Starting a school has meant much less cooking and blogging. Last week I managed to make corn soup with pimenton and cilantro with some roasted cauliflower (and failed popovers) on the side.
I haven't stopped reading food news though, and read about Kajitsu enough to know I wanted to eat eight courses of Shojin cuisine where I could enjoy each vegan course.
Before we left I said to Liam, "I think some courses will be amazing and a few will be just OK."
I should be a food writer.
The array of foods we had were new, and exciting, to me. Dumpling made of Japanese potato with fresh wasabi on the side. Hand-made (and cut) soba with a seven spice imported from Kyoto. Yuzu fresh in the salad (see picture above) along with kabocha mixed with cous cous, tomato aspic, and a south american fruit that was more seed than pulp. I adored the seitan-like chunks in broth that were more matzo ball than fried tofu, crispy with rice crackers and some other encrustment.
The spaghetti squash with late summer vegetables tasted like sweet and sour veggie stir fry at any Chinese restaurant - the best part being two slim, slightly spicy peppers tempura-d on the side.
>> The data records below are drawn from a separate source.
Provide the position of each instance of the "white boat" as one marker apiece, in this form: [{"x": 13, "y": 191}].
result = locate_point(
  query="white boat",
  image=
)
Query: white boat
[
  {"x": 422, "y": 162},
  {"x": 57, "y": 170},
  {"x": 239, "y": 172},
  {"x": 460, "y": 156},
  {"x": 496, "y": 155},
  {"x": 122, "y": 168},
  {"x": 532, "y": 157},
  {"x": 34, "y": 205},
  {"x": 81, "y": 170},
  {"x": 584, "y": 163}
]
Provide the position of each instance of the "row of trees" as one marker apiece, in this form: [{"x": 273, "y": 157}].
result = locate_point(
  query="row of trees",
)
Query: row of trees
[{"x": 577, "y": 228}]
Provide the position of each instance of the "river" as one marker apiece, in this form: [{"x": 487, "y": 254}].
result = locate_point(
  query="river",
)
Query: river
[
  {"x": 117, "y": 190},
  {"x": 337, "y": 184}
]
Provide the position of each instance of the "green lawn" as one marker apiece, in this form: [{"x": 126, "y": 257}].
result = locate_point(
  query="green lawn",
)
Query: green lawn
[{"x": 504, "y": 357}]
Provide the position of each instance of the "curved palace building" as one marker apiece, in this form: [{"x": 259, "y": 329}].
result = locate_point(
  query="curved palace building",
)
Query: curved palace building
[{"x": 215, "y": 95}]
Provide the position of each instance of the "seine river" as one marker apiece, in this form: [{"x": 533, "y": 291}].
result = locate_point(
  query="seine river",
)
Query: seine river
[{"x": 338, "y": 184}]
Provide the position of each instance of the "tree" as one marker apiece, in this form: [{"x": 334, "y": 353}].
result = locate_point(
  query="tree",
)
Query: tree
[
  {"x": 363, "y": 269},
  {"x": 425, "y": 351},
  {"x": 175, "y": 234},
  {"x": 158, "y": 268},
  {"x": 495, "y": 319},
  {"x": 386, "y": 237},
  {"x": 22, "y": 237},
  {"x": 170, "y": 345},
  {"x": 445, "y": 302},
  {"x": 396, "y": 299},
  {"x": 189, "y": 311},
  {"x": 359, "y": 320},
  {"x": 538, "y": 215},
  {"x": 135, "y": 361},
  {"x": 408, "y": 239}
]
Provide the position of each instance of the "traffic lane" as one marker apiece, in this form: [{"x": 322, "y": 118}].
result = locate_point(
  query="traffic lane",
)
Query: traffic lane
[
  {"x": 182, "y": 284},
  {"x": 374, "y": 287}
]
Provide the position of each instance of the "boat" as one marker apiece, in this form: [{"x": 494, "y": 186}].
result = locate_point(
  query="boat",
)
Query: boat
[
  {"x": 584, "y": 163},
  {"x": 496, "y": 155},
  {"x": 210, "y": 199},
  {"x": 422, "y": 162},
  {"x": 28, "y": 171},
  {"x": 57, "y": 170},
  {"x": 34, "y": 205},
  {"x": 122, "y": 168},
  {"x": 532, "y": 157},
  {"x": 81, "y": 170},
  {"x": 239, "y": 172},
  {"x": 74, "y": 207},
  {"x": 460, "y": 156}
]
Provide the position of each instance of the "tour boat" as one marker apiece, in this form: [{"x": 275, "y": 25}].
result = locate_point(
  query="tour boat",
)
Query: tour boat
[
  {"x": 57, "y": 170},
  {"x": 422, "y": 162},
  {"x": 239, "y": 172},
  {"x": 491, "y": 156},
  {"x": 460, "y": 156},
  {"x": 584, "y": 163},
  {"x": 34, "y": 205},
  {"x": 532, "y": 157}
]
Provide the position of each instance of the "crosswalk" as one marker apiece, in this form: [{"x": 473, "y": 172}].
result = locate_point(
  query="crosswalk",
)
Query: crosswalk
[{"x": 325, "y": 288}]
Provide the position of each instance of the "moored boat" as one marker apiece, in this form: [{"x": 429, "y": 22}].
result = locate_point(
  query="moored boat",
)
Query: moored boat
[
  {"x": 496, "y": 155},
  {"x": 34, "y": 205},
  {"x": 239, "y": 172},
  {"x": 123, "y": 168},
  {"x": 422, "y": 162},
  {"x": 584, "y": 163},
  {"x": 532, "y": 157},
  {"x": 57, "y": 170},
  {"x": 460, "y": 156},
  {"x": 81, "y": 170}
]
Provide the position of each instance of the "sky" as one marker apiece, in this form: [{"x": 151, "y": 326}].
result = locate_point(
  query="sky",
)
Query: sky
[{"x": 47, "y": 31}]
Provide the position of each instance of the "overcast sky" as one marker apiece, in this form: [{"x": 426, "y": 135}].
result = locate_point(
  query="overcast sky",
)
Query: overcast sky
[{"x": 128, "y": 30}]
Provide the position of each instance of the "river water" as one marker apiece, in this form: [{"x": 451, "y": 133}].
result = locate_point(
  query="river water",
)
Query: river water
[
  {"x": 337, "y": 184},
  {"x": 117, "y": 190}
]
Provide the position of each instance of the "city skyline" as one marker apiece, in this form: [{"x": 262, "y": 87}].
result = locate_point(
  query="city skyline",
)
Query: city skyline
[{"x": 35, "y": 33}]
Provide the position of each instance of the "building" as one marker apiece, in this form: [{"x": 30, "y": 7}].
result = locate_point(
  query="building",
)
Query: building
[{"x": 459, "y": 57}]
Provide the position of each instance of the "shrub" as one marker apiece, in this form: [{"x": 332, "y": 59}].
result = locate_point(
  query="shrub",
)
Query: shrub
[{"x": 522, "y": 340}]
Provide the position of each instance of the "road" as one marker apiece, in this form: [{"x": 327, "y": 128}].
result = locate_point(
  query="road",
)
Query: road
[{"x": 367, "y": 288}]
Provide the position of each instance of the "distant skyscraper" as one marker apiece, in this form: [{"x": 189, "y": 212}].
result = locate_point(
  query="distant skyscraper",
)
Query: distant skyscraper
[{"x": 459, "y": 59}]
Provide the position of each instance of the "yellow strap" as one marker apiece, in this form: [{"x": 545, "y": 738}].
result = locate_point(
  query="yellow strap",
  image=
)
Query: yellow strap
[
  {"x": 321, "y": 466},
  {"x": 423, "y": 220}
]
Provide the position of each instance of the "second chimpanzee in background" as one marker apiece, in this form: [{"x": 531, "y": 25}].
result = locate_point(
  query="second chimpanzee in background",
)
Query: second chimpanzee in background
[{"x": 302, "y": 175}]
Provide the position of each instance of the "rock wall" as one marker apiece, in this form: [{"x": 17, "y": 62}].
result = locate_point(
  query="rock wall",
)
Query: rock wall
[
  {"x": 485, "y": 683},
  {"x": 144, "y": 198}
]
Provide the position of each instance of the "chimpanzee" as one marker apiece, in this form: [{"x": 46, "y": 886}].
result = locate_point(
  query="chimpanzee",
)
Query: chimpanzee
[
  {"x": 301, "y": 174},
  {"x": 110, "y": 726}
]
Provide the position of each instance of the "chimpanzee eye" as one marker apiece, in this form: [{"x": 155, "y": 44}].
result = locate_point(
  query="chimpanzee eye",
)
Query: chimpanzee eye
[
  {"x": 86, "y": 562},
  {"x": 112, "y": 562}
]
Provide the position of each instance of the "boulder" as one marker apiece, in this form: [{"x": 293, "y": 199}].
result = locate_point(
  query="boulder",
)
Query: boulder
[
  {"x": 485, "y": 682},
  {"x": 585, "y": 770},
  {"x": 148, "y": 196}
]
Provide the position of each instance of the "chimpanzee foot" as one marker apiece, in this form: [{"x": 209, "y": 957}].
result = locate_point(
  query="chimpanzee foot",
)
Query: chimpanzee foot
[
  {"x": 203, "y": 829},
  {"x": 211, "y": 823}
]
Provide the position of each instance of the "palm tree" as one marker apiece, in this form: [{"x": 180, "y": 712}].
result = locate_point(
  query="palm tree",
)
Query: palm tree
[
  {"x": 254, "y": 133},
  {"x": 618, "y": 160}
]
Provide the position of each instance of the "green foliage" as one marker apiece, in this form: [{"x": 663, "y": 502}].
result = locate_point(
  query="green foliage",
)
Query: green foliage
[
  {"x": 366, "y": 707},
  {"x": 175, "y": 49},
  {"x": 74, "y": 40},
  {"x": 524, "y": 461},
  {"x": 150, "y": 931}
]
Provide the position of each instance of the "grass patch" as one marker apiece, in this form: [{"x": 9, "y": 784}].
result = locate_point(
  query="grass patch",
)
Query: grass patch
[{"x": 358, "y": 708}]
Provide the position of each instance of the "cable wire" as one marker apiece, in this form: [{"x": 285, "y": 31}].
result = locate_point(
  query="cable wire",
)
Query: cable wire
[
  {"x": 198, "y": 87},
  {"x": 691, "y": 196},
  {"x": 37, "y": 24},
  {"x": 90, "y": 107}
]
The final dish of rice with ginger and house made pickles saved my savory tastes before we embarked into mochi and matcha so frothy I wish I could have had a demo.
Escaping to a mountain stream in Kyoto with a bowl of burdock root is at least a year away, so if I get the craving again in a different season, we might go back, but the service was also a tad too zen for us (we could only get 9pm reservation and this, post-second-week-of-school, still had me exhausted) - the first 3 courses took about 35 minutes to serve. The service sped up for the final five.
For now we'll have some soba and spices as a Wednesday night meal - I can handle that in 30 minutes or less.